Circle of Friends for the Dying held its first Death Cafe in Kingston in 2013, a year after the movement was founded in London by Jon Underwood.

“We had no idea how many people would come,” said Laurie Schwartz, 80, a Woodstock resident who co-founded Circle of Friends for the Dying in 2012 and the Hospice Association of Ulster County in 1979.

“70 people came from all over the county and it was standing room only so we began holding them monthly. Sometimes we have seventy people and sometimes we have four but size never matters. People always find value in the conversation,” she added.

Schwartz said her commitment to creating space for conversations about death was shaped by her own family’s silence around it. When her father was dying of cancer when she was 19, she said, his diagnosis and impending death were kept secret, even from him.
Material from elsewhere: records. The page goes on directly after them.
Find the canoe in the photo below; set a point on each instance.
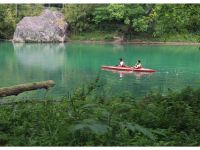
(144, 70)
(117, 68)
(128, 69)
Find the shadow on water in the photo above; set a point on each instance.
(72, 65)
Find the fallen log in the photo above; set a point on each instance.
(17, 89)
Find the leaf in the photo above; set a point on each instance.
(140, 129)
(93, 125)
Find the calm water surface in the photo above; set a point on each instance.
(73, 65)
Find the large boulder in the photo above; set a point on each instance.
(49, 27)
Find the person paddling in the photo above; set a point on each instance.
(138, 65)
(121, 63)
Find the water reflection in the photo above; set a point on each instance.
(44, 56)
(122, 74)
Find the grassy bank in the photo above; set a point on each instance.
(89, 119)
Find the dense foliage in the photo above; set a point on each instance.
(87, 118)
(125, 20)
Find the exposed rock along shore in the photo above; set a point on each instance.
(48, 27)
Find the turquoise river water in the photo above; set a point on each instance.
(72, 65)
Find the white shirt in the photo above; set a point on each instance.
(121, 63)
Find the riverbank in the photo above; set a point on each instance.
(136, 42)
(155, 120)
(145, 39)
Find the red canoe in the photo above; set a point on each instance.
(127, 69)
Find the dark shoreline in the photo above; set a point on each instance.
(123, 42)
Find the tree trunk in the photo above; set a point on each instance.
(15, 90)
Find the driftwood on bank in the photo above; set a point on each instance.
(15, 90)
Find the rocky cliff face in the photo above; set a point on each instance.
(49, 27)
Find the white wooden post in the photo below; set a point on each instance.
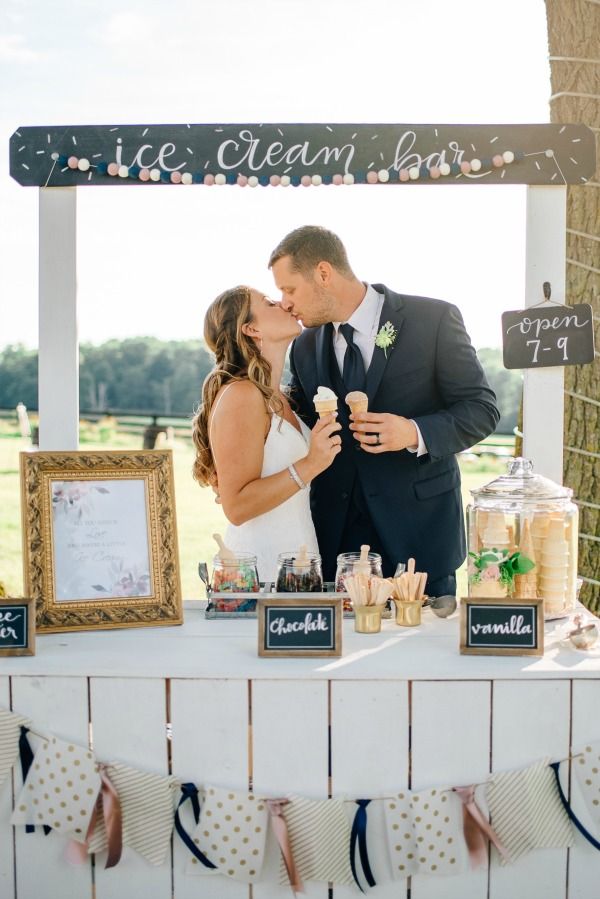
(543, 397)
(58, 373)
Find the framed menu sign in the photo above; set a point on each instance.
(17, 627)
(507, 627)
(299, 624)
(548, 335)
(100, 540)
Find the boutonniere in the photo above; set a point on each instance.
(385, 337)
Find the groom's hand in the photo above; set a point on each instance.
(382, 432)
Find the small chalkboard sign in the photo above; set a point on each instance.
(17, 627)
(300, 624)
(547, 335)
(502, 627)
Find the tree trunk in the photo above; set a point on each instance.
(574, 43)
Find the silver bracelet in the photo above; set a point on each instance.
(296, 477)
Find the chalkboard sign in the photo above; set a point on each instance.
(502, 627)
(548, 335)
(17, 627)
(298, 625)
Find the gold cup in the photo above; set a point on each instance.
(408, 612)
(367, 619)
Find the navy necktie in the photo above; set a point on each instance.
(353, 374)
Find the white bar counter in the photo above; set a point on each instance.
(398, 709)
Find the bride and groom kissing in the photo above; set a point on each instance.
(387, 477)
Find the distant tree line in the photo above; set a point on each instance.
(144, 374)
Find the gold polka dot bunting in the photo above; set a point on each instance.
(587, 774)
(237, 825)
(58, 807)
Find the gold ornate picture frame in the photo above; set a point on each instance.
(100, 539)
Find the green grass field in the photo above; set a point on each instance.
(198, 516)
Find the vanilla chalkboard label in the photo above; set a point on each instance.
(544, 336)
(17, 633)
(502, 627)
(296, 626)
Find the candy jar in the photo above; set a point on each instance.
(523, 531)
(237, 574)
(299, 572)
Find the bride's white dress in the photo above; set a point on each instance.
(289, 525)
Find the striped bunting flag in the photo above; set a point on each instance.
(320, 839)
(526, 811)
(147, 807)
(10, 725)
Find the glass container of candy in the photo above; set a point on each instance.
(522, 533)
(299, 574)
(235, 575)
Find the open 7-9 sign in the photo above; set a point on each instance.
(548, 335)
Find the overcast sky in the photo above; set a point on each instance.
(151, 259)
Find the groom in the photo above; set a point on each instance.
(396, 483)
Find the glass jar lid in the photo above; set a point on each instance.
(521, 484)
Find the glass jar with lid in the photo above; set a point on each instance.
(522, 534)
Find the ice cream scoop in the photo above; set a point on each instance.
(325, 401)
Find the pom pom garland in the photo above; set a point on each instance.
(382, 176)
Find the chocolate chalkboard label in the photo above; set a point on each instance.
(299, 626)
(548, 335)
(502, 627)
(17, 634)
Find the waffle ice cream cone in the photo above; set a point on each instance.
(325, 401)
(358, 401)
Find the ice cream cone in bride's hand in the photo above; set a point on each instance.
(325, 401)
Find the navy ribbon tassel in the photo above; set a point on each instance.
(26, 758)
(359, 835)
(190, 791)
(582, 830)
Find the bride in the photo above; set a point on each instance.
(247, 437)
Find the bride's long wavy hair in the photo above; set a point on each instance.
(237, 358)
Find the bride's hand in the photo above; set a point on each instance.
(325, 444)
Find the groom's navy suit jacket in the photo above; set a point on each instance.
(430, 374)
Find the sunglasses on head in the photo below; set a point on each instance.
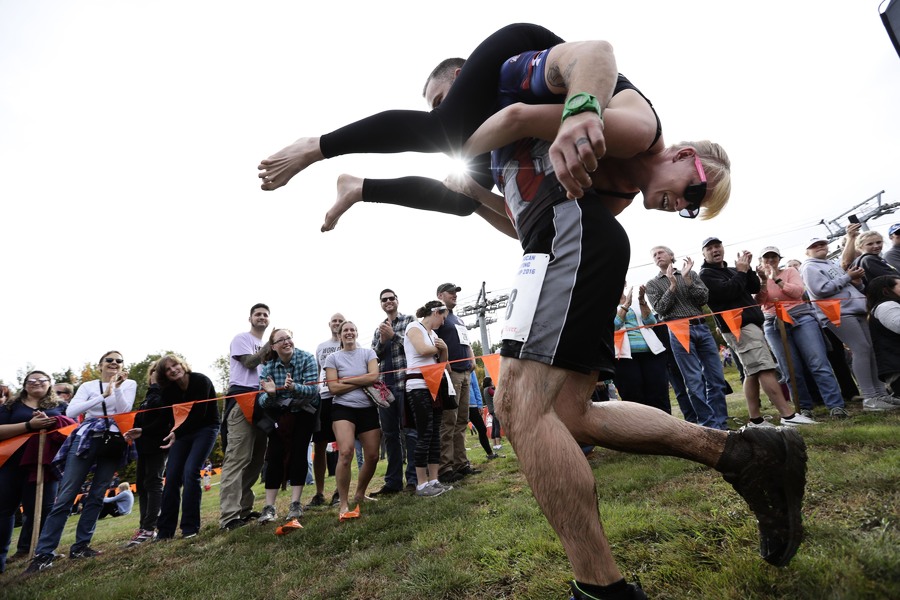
(694, 193)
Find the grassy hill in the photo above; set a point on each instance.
(676, 526)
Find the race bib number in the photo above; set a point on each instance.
(524, 297)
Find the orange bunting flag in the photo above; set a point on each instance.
(124, 421)
(681, 329)
(618, 338)
(734, 318)
(181, 412)
(245, 401)
(832, 310)
(782, 313)
(492, 366)
(432, 375)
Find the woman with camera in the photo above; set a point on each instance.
(97, 444)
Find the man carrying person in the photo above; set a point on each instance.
(246, 448)
(324, 434)
(454, 461)
(680, 294)
(388, 345)
(731, 288)
(548, 372)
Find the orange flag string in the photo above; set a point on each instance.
(782, 313)
(245, 401)
(681, 329)
(492, 366)
(618, 338)
(734, 318)
(432, 375)
(181, 411)
(832, 310)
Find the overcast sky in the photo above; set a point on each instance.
(130, 134)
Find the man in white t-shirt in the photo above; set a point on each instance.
(246, 447)
(324, 434)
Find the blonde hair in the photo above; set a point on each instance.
(717, 166)
(864, 237)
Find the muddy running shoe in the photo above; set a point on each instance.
(767, 467)
(294, 512)
(267, 515)
(41, 562)
(632, 592)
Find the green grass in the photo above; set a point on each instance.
(676, 526)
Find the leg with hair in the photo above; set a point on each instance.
(545, 448)
(371, 443)
(345, 432)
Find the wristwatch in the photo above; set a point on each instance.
(579, 103)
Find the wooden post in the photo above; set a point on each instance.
(790, 363)
(38, 493)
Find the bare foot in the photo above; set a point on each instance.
(349, 193)
(278, 169)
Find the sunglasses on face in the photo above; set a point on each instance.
(694, 193)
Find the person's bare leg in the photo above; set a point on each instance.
(344, 431)
(371, 441)
(751, 394)
(320, 465)
(545, 449)
(278, 169)
(772, 388)
(349, 193)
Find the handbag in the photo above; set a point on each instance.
(380, 394)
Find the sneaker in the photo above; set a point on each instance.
(430, 491)
(140, 536)
(386, 491)
(84, 552)
(294, 512)
(446, 487)
(267, 515)
(798, 419)
(839, 413)
(767, 467)
(317, 500)
(449, 477)
(633, 591)
(878, 404)
(234, 524)
(40, 562)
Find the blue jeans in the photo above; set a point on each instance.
(186, 458)
(15, 490)
(391, 429)
(77, 469)
(807, 352)
(703, 376)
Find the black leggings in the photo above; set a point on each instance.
(286, 456)
(476, 421)
(428, 428)
(470, 101)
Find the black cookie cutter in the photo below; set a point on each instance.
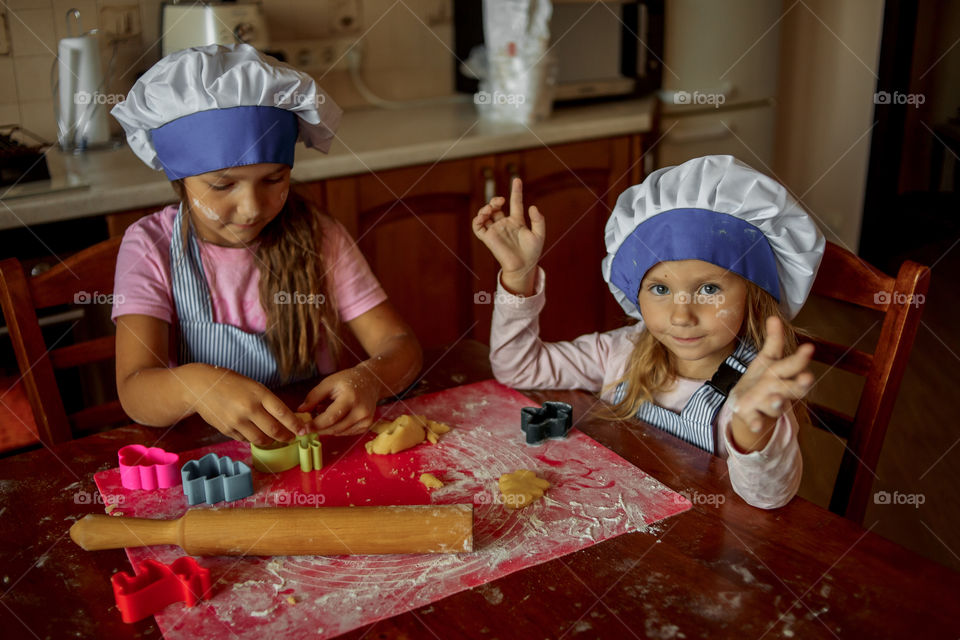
(552, 420)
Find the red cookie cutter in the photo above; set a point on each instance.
(148, 467)
(156, 585)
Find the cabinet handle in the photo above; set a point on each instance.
(513, 171)
(489, 185)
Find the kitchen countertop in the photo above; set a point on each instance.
(100, 182)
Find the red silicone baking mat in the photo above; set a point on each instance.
(594, 495)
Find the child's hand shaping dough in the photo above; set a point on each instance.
(241, 408)
(768, 388)
(515, 246)
(353, 394)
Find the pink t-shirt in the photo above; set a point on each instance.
(142, 283)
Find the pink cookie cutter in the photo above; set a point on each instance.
(148, 467)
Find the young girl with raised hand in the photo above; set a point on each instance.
(244, 285)
(713, 259)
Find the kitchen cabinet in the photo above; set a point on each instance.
(413, 225)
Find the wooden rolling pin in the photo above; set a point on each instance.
(290, 531)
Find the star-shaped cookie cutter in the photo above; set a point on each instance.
(156, 585)
(212, 479)
(306, 451)
(552, 420)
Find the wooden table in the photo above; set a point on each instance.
(721, 569)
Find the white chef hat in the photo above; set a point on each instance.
(214, 107)
(719, 210)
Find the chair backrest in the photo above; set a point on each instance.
(844, 276)
(87, 273)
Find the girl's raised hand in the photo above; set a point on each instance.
(243, 409)
(515, 246)
(768, 388)
(353, 394)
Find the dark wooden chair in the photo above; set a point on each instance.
(91, 270)
(844, 276)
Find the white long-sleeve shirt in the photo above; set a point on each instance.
(595, 362)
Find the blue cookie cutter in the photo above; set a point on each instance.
(552, 420)
(212, 479)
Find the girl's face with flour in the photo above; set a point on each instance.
(231, 206)
(695, 309)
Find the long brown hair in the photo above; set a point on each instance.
(651, 370)
(290, 262)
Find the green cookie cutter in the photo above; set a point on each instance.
(305, 451)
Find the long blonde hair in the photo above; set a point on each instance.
(289, 259)
(651, 370)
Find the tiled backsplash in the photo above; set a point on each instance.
(406, 48)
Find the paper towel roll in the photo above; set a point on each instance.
(83, 110)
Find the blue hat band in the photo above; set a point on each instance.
(223, 138)
(695, 234)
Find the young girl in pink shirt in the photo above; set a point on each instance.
(244, 286)
(713, 259)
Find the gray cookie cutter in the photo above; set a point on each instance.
(213, 479)
(552, 420)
“We couldn’t tell friends and he couldn’t complete what he needed to. It’s important to me to know that people can have these conversations with loved ones,” she said.

The organization also offers public workshops on advance directives, a process that helps people clarify for loved ones what they do and do not want as they approach death.

Woodstock resident Barbara Klar, 72, was thrilled to participate in her first death cafe after learning about it on Facebook. A cancer survivor who has been interested in death since a young age and who never thought she would live as long as she has, says she finds it liberating to talk about death. 

 ’I’m not afraid of dying,” she said. ”I got a lot out of connecting with others and hearing our commonalities and the importance of building community as we age, It was really uplifting.”

As for death cafes, Schwartz emphasized that, under the model, anyone can organize one. “We call ours Circle of Friends for the Dying cafes because we come with experienced facilitators who have been in the field for over a dozen years and who have expertise about resources in the community,” she said.

Circle of Friends for the Dying cafes are typically held at Jim and Lisa’s Circle Home, the organization’s volunteer-supported residence in Kingston, when the home does not have anyone living—and dying—there. The home currently has two residents, so the cafes are being held elsewhere in the region. An alternative to dying in an institutional setting, the residence serves people from Ulster and Dutchess counties through referrals from Hudson Valley Hospice, which also provides medical care.

“The truth is that we are all terminal. Death cafes are a safe place to speak about it,” Schwartz said.